La 33e édition de la Coupe d’Afrique des nations de football se déroulera du 9 janvier au 6 février 2022 au Cameroun. Et comme à chaque fois, la CAN fait tousser les dirigeants des clubs européens qui n’apprécient pas de devoir libérer leurs joueurs sélectionnés alors que les championnats vont reprendre, pour ceux qui respectent une trêve hivernale.

Le problème est ancien et récurrent. Il n’a été que repoussé l’an dernier lorsque l’édition 2021 a été reportée d’un an en raison de la pandémie de Covid-19. Il est revenu plus sensible depuis que la Confédération africaine de football (CAF) a décidé d’en refaire une compétition hivernale, alors que la CAN s’était calée en 2017 sur le calendrier mondial, se jouant en juin aux mêmes dates que le Championnat d’Europe (Euro) et le Championnat d’Amérique du Sud (Copa America). Surtout, il pèse de plus en plus à mesure que se creuse le fossé économique entre l’Europe et le reste du monde, avec toujours plus de joueurs africains dans les championnats anglais, français, allemands, espagnols, italiens, suisses, etc.

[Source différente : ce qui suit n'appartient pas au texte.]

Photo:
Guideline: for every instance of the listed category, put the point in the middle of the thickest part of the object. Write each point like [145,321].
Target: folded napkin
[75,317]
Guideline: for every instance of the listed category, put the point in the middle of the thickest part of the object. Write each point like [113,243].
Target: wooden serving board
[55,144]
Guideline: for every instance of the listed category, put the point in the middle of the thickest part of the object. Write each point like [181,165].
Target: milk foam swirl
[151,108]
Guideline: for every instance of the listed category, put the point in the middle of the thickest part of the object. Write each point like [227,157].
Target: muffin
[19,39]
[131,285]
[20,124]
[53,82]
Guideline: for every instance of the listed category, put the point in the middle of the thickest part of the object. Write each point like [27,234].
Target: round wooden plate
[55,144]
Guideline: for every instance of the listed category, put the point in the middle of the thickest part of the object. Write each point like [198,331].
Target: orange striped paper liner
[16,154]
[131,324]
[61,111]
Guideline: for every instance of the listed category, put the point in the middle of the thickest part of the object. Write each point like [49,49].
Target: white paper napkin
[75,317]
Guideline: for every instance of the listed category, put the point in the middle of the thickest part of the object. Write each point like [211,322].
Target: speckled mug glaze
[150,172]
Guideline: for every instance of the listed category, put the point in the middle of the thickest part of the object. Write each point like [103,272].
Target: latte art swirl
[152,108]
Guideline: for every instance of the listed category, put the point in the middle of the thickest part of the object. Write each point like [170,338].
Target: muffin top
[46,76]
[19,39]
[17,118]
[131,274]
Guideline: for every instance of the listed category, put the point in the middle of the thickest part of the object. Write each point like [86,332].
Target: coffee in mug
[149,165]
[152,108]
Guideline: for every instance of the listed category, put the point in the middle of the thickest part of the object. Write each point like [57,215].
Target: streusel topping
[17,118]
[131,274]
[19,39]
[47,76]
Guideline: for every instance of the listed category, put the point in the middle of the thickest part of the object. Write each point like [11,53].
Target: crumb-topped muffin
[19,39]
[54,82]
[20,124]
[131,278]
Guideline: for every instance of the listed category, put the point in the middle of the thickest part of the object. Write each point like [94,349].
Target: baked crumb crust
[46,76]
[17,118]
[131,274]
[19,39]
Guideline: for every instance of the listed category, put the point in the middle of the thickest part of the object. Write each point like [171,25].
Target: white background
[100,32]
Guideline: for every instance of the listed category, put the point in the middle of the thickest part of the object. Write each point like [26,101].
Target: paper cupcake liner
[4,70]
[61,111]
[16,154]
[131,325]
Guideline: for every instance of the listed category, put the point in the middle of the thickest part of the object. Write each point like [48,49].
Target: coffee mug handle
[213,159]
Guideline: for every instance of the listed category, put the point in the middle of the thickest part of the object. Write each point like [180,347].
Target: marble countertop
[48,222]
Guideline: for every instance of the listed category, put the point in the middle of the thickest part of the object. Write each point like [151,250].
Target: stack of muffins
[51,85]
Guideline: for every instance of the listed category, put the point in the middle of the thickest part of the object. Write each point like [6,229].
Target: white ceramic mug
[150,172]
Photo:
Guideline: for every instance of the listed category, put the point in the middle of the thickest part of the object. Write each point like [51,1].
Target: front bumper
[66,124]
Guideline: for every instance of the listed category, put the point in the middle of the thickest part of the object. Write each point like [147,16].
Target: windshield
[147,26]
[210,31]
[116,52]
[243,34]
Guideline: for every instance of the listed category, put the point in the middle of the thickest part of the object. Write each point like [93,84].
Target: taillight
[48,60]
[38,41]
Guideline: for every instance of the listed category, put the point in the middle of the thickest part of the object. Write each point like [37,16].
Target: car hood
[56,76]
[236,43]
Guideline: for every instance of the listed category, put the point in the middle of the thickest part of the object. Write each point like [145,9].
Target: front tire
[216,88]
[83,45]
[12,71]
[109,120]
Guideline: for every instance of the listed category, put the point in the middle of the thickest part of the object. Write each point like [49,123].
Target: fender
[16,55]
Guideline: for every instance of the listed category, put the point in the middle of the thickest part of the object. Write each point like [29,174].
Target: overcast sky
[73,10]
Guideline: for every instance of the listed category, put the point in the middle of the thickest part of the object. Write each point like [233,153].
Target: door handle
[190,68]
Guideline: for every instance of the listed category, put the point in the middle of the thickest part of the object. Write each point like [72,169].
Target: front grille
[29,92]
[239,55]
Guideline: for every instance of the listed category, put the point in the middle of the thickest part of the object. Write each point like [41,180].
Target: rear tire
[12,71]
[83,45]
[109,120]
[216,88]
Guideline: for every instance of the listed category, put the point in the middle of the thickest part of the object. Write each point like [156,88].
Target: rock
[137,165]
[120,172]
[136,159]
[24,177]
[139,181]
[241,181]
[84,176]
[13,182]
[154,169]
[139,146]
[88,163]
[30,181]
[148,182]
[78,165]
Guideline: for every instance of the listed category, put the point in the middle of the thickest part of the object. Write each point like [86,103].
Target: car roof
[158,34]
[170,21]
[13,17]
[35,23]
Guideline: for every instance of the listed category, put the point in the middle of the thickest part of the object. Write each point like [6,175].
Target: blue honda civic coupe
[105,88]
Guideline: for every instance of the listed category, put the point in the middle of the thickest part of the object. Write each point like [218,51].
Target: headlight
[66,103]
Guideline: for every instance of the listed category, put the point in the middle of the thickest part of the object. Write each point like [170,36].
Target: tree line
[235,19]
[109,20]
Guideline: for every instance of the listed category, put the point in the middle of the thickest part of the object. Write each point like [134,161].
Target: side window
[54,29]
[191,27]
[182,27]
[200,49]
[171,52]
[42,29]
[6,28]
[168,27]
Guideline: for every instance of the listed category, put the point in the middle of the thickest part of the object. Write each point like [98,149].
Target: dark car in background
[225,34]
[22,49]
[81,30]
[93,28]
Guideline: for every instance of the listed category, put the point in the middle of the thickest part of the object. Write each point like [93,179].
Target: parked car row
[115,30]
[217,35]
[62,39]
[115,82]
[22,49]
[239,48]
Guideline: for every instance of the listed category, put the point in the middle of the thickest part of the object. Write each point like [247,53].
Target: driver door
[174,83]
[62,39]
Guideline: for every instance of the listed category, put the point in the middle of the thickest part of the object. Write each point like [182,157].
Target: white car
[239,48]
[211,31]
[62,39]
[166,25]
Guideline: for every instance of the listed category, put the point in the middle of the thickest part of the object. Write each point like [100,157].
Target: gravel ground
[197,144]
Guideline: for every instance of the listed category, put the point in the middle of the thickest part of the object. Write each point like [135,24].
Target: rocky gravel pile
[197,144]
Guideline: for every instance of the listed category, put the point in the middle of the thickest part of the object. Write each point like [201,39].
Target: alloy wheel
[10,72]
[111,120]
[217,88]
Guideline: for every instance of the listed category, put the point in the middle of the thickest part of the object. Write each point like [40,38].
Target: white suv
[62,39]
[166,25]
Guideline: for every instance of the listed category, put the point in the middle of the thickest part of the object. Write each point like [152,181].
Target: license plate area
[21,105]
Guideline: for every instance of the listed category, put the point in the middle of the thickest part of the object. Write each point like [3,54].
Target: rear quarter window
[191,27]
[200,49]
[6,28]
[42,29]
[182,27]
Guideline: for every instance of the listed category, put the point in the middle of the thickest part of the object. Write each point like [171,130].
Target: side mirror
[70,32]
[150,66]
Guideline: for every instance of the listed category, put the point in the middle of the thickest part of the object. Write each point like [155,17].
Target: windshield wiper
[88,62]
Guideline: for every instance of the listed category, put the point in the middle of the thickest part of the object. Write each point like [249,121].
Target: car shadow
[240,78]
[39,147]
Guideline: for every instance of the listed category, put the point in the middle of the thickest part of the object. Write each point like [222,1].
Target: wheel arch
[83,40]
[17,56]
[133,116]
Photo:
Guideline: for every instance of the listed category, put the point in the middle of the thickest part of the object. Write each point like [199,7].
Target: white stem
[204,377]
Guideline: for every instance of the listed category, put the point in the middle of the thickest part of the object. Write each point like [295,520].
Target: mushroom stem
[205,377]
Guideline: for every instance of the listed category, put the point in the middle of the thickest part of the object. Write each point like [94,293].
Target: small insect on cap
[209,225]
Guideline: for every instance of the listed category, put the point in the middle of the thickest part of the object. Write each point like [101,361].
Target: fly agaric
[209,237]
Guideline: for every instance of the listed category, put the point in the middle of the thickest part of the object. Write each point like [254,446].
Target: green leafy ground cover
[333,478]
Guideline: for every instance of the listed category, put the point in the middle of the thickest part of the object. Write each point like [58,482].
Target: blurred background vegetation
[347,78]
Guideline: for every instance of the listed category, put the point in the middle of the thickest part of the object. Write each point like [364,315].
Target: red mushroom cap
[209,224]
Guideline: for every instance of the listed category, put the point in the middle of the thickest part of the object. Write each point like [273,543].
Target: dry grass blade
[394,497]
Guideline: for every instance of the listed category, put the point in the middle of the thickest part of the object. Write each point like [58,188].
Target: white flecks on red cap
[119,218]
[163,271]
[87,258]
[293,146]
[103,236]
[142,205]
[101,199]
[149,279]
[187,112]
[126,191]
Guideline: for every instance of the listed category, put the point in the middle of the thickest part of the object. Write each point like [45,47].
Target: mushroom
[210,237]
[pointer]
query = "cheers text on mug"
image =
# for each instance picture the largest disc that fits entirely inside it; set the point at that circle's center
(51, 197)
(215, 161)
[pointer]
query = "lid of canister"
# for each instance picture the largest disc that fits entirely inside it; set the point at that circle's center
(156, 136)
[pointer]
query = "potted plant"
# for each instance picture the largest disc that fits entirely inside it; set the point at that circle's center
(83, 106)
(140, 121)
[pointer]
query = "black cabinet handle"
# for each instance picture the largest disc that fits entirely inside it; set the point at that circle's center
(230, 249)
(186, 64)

L’annulation? «Une fake news!»

La nouvelle vague épidémique de covid a fourni aux clubs européens le prétexte idéal pour traîner à nouveau les pieds et cette fois franchement mettre la pression, «pour raisons sanitaires». En patrons soucieux du bien-être et de la santé de leurs employés, ils ont adressé via le secrétariat de l’Association européenne des clubs (ECA), une menace très claire de ne pas libérer les joueurs convoqués. Le règlement FIFA les y oblige mais, répondent-ils, l’absence d’un protocole sanitaire connu et validé les en dispense. La FIFA a récemment assoupli ses règles, qui permettent de ne plus libérer un joueur si une quarantaine à l’arrivée ou au retour prolonge son indisponibilité pour son employeur d’au moins cinq jours.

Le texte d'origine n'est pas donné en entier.